Mozilla on Thursday patched 11 vulnerabilities in Firefox, more than half of them labeled “critical.”
The update was the first since late April, when Mozilla rushed out a refresh to plug a hole that the company's developers has inadvertently introduced in the Windows version of the browser, and came just days after the launching of a “tweener” build of the upcoming Firefox 3.5.
Of the 11 flaws fixed in Firefox 3.0.11, six were rated critical, one “high,” two “moderate” and two “low” in Mozilla's four-step system.
Three of the six critical bugs were in the browser's rendering and JavaScript engines, a frequent target of Mozilla's patching. “Some of these crashes showed evidence of memory corruption under certain circumstances and we presume that with enough effort at least some of these could be exploited to run arbitrary code,” Mozilla said in the advisory for the engine patches, using its now-standard boilerplate language.
The SSL tampering vulnerability was reported to Mozilla by three researchers working for browser rival Microsoft, and a fourth at Purdue University.

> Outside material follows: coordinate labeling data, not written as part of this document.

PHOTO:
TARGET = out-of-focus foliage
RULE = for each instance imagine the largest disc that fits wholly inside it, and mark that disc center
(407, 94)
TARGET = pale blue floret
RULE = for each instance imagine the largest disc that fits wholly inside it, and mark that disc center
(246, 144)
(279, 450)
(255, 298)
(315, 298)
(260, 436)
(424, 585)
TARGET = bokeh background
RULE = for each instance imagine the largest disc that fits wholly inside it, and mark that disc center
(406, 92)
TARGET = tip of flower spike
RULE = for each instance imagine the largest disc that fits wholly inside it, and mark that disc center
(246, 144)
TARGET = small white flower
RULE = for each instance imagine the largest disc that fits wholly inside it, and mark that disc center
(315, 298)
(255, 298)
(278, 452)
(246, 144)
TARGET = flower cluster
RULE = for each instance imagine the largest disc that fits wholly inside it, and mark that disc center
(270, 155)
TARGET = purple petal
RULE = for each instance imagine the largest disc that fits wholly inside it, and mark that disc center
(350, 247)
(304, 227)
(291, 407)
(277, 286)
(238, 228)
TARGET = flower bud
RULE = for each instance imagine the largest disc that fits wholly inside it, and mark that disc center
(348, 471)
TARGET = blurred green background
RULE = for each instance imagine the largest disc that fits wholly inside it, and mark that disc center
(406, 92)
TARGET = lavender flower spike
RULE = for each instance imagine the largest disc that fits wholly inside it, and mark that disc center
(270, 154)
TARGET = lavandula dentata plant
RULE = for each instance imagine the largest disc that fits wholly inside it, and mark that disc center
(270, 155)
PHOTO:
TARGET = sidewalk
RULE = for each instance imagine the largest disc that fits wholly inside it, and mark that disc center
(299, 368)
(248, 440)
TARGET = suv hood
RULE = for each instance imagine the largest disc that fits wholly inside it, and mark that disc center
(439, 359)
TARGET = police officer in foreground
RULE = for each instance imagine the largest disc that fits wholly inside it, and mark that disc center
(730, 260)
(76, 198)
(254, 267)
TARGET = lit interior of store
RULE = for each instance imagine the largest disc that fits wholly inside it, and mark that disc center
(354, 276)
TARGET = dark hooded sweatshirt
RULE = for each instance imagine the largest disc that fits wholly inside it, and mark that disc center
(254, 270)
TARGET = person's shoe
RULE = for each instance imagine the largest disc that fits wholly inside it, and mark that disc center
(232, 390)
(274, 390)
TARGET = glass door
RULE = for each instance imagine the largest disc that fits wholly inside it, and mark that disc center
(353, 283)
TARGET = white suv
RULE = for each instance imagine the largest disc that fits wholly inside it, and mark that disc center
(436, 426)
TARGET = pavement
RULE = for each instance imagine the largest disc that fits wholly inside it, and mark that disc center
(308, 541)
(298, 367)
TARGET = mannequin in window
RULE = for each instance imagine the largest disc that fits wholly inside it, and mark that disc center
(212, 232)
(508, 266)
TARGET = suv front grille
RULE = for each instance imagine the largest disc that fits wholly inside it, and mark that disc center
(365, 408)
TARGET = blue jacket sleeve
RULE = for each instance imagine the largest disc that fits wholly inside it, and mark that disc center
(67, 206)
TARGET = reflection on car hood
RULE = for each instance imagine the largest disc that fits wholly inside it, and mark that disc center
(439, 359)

The four — Shuo Chen, Ziqing Mao, Yi-Min Wang and Ming Zhang — co-wrote a paper titled “Pretty-Bad-Proxy: An Overlooked Adversary in Browsers' HTTPS Deployments,” that they published May 1 (download PDF). Mozilla ranked the vulnerability as “high.”
Other patches prevent hackers from pinching browser cookies, executing JavaScript attack code and spoofing Web addresses.
Thursday's update was the fifth this year for Firefox 3.x, but not the first for Mozilla's browsers this week.
On Monday, Mozilla rolled out Firefox 3.5 Preview, a build the company said is a near-finished version of the official Release Candidate, or RC. Although new-found bugs had delayed the RC's release yet again, Mozilla wanted to get something in testers' hands, and so took the unusual step of delivering the Preview.
At this point, Mozilla has not set a scheduled for posting Firefox 3.5 RC, once slated to appear the first week of June. In notes on a status meeting the company held Wednesday, Mozilla simply noted that it would release the RC “you know, when it's ready.”
Firefox 3.5 Preview is being offered only to users who have already installed Beta 4 of the browser upgrade.
Firefox 3.0.11 can be downloaded for Windows, Mac OS X and Linux, but current users can also call up their browser's built-in updater or wait for the automatic update notification, which should pop up in the next 48 hours.